We need the DM for a safe future |
Rettet die DM - Save the Mark was our slogan in 1989, and again in 1992 and 1996. It is as true today as then. Fact is:
Europe, in particular France, is Germanys most important trading and export partner. But already since 1900, long before
Maastricht was conceived. In international trade however not absolute figures count, but the surplus: export or import surplus.
Export surplus means: employment here.
Import surplus means: employment there.
Since Maastricht, things have changed dramatically.
Our export surplus dropped from 64 Mlrd. DM 1990 - down to 40 Mlrd. DM 1994.
Payments to Europe rose from 35 Mlrd. DM 1990 - up to 64 Mlrd. DM 1994.
Hence the question: who benefits from the Euro-money?
To clarify the issue, a few definitions
EMU - Currency Union: no more DM or Lira or Pound - just plain Euromoney.
Inflation: a loss for Mrs. and Mr. Everybody. But profitable for those with debts.
Why should governments with huge debts be against inflation?
Konvergenzkriterien and Stabilitätskriterien are the official rules of the game, to prevent Euromoneys inflation. A tiny
problem: these rules may be changed at will after the introduction of the new money. Of course that will not happen - will it
not?
Be sure: if any Government has debts - there will be inflation.

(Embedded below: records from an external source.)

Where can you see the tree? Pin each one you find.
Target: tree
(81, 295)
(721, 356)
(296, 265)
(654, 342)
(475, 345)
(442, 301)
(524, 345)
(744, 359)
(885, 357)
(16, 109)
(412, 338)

This Euromoney will be called EURO. Before it was the ECU, in existence since 1979. This was used for transfer between
banks as a Korbwährung: it does combine all European currencies. But since 1980 it lost against the DM 25%. Without the
DM, the loss would be nearer 50%. So much for EURO and ECU stability.
The Währungsraum, the region within which a currency is valid, is important, because it determines a currencies stability.
The more different individual economies are, the less stable a currency. Now how "identical" are the Greek, Portuguese,
Italian, British and German Economies? This EURO money cannot be stable!
Wechselkurse, the rate of exchange, determine the value of a currency. These exchange rates are the safety valves in
international trade. If a country is in poor shape - such as Germany after the war - its currency is worthless. But this country
does have a great opportunity for export, because its goods are cheap in other countries. So gradually this countries money
gets more expensive and its goods get more expensive so this country cannot overrun its neighbours.
Only the rate of exchange is the safety valve in international trade.